24B-Suite/Mergedonia-PROMETHEUS-24B-v1
Mergedonia-PROMETHEUS-24B-v1 is a 24 billion parameter Mistral-based causal language model developed by 24B-Suite, utilizing a highly experimental 6-stage merge method called PROMETHEUS. This model integrates multiple base models, including TheDrummer's Precog, Magidonia, and Cydonia, through a complex merging pipeline designed for advanced parameter optimization. It is engineered to combine diverse model strengths, making it suitable for general-purpose text generation and complex reasoning tasks.
Loading preview...
Mergedonia PROMETHEUS 24B v1: An Experimental Merge
Mergedonia PROMETHEUS 24B v1 is a 24 billion parameter language model built on the MistralForCausalLM architecture. Developed by 24B-Suite, this model introduces a novel and highly experimental 6-stage merge method, dubbed "PROMETHEUS (Version P)," which combines several official and custom techniques.

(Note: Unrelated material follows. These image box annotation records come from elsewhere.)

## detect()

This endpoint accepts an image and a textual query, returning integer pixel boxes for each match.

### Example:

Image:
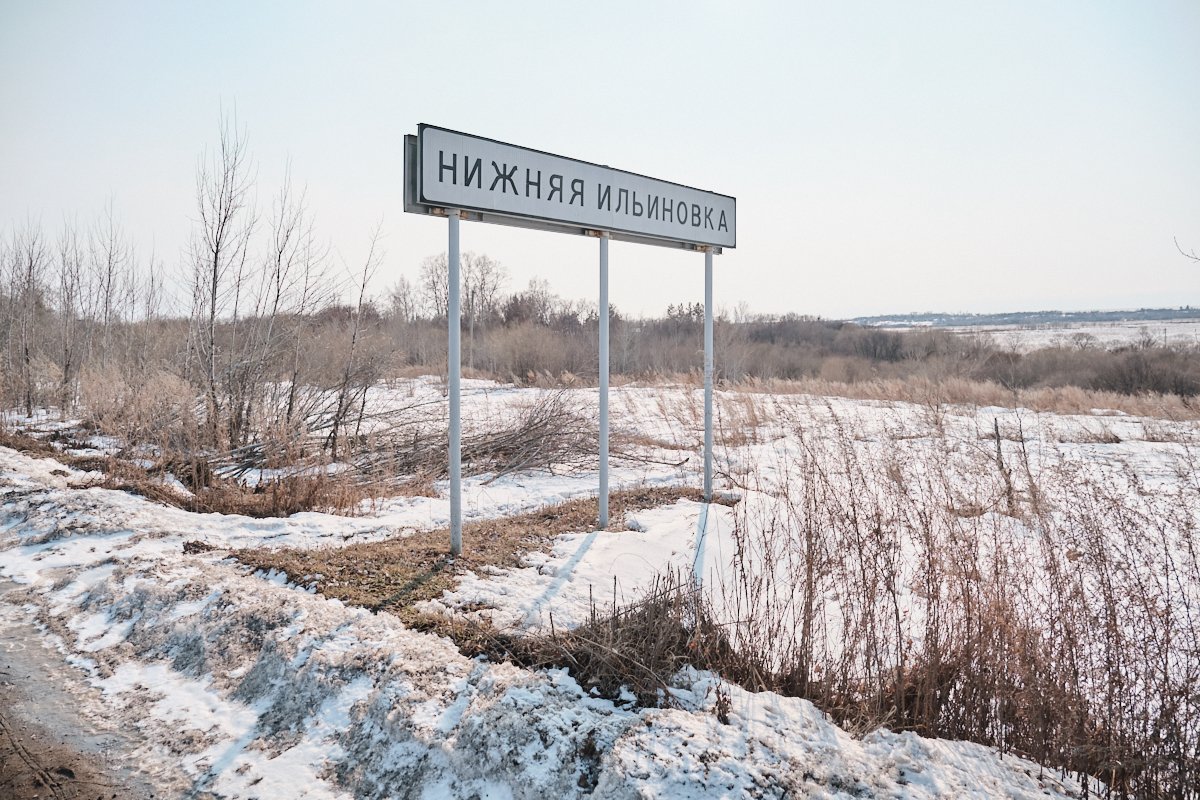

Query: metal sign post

[704,247,713,503]
[446,209,462,555]
[599,233,608,530]
[404,125,737,555]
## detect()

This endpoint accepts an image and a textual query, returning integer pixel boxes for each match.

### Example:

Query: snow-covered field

[949,319,1200,353]
[7,381,1200,799]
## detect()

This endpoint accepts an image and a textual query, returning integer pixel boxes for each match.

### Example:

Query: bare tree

[462,253,508,368]
[10,222,48,416]
[89,200,133,362]
[388,275,418,323]
[419,253,450,319]
[329,221,383,461]
[192,115,257,445]
[56,222,86,414]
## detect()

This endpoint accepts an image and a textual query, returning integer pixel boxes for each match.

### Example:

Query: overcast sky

[0,0,1200,317]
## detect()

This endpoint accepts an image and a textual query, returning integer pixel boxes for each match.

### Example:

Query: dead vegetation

[234,487,701,625]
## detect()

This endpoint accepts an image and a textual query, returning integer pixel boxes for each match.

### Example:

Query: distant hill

[846,306,1200,327]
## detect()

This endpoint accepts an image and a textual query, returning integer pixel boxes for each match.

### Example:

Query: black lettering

[487,161,517,194]
[462,156,484,188]
[438,150,458,184]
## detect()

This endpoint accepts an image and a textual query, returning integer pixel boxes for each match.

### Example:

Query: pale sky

[0,0,1200,317]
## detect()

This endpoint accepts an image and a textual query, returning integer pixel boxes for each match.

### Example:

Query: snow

[0,380,1171,799]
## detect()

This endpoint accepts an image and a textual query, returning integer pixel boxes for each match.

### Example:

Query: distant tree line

[0,121,1200,456]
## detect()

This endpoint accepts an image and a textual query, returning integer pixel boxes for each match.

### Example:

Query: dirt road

[0,582,164,800]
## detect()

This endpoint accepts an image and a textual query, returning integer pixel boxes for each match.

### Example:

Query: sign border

[404,122,737,253]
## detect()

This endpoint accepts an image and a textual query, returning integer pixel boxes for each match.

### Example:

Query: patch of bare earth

[233,487,702,625]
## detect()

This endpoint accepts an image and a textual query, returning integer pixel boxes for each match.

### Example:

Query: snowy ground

[0,381,1171,799]
[949,319,1200,353]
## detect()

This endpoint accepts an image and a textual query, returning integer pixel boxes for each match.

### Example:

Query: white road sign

[407,125,737,248]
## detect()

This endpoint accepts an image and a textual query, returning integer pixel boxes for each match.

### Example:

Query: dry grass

[737,377,1200,420]
[234,487,701,622]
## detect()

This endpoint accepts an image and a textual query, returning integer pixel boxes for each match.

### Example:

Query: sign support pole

[446,209,462,555]
[704,247,713,503]
[599,233,608,530]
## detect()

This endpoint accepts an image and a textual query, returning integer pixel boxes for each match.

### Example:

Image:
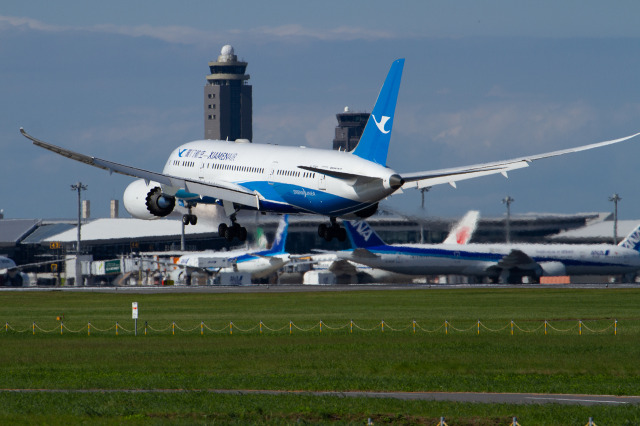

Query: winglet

[618,224,640,251]
[344,220,386,249]
[353,59,404,166]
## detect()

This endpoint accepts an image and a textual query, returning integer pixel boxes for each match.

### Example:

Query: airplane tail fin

[442,210,480,244]
[344,220,386,249]
[269,214,289,253]
[352,59,404,166]
[618,224,640,251]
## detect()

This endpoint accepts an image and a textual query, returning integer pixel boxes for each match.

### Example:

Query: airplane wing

[402,133,640,189]
[20,127,260,208]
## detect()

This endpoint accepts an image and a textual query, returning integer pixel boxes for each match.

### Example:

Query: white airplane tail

[618,224,640,251]
[442,210,480,244]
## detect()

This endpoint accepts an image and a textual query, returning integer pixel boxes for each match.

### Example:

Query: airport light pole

[71,182,87,287]
[502,195,515,244]
[609,192,622,245]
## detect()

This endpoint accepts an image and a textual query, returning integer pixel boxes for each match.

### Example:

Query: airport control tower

[333,107,369,151]
[204,45,253,141]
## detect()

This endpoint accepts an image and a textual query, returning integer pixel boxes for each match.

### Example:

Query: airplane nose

[389,174,404,189]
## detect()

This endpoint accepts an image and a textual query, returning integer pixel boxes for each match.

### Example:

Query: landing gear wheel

[238,226,247,242]
[318,223,328,238]
[318,220,347,242]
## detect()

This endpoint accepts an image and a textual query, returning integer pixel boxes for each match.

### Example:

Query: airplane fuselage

[163,140,397,216]
[341,244,640,276]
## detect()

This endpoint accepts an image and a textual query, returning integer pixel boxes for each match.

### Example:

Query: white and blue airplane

[20,59,640,241]
[338,220,640,283]
[174,214,290,279]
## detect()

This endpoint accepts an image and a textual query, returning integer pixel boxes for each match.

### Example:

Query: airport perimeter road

[0,283,640,293]
[0,389,640,405]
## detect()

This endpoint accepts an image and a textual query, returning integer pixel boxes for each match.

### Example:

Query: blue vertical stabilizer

[353,59,404,166]
[344,220,386,249]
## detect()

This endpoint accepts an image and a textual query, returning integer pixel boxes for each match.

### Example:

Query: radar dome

[220,44,235,56]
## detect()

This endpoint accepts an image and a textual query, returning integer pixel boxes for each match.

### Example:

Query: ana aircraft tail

[269,214,289,253]
[618,224,640,251]
[353,59,404,166]
[344,220,386,249]
[442,210,480,244]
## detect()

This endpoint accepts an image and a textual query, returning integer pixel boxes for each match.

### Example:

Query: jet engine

[122,179,176,219]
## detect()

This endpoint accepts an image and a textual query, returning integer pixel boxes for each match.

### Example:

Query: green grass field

[0,288,640,426]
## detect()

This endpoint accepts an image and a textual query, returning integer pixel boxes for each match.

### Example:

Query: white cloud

[0,15,396,44]
[398,102,598,159]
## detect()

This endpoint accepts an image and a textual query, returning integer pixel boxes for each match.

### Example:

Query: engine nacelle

[122,179,176,219]
[539,262,567,276]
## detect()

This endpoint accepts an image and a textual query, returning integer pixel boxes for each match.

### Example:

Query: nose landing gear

[182,206,198,225]
[318,217,347,242]
[218,214,247,242]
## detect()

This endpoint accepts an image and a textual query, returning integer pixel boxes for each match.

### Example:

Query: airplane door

[198,161,204,180]
[318,173,327,191]
[267,161,278,185]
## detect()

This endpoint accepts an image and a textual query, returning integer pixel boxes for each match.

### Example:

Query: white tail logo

[371,114,391,135]
[353,221,373,241]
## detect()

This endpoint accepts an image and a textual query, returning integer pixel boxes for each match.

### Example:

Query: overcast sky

[0,1,640,219]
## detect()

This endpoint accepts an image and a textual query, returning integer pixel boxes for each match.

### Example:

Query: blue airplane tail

[353,59,404,166]
[618,225,640,251]
[344,220,386,249]
[269,214,289,253]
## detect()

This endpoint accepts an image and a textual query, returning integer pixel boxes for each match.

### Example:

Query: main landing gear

[182,206,198,225]
[318,217,347,242]
[218,214,247,242]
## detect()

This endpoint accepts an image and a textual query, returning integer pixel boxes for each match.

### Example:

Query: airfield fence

[0,318,618,336]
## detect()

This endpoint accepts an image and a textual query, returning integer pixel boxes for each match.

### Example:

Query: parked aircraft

[171,215,289,279]
[338,220,640,283]
[305,210,480,282]
[20,59,640,241]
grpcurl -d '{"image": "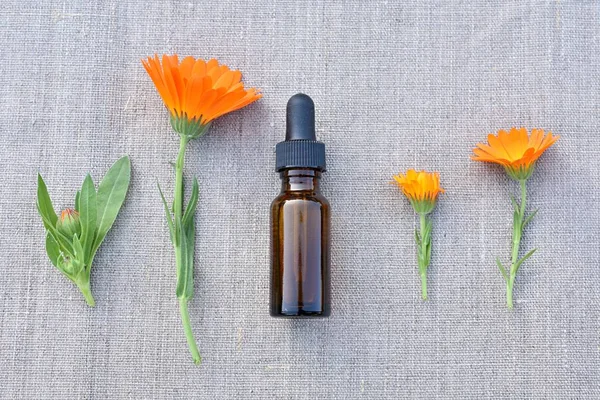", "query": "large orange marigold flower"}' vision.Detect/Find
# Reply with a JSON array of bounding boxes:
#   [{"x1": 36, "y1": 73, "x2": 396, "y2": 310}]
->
[
  {"x1": 392, "y1": 169, "x2": 444, "y2": 214},
  {"x1": 142, "y1": 54, "x2": 262, "y2": 137},
  {"x1": 471, "y1": 128, "x2": 560, "y2": 180}
]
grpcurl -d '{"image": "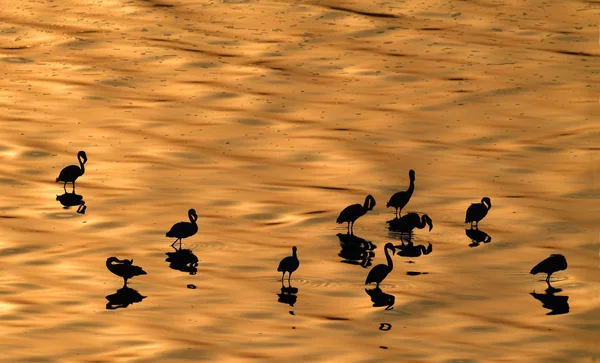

Key Capabilities & Features
- Advanced Merging Pipeline: Utilizes a complex 6-stage pipeline incorporating methods like CABS + RAM Core Settings, Quantum Frankenstein Glue + Shannon Entropy, AETHERIC SYMPLECTIC GROUNDING, and FLUX Frankenstein Surgery.
- Multi-Model Integration: Merges contributions from several base models, including
TheDrummer/Precog-24B-v1,TheDrummer/Magidonia-24B-v4.3,TheDrummer/Cydonia-24B-v4.3, and!BeaverAI_Fallen-Mistral-Small-3.1-24B-v1e_textonly. - Configurable Parameters: Features a wide array of configurable parameters for fine-tuning the merge process, such as
ram_r,della_eps,iota,zeta,asg_resonance, andphi_optim. - Context Length: Supports a context length of 32768 tokens, enabling processing of longer inputs.
Good For
- General-Purpose Text Generation: Suitable for a broad range of language understanding and generation tasks.
- Complex Reasoning: The sophisticated merging approach aims to enhance the model's ability to handle intricate prompts and generate coherent responses.
- Experimentation: Ideal for researchers and developers interested in exploring advanced model merging techniques and their impact on performance.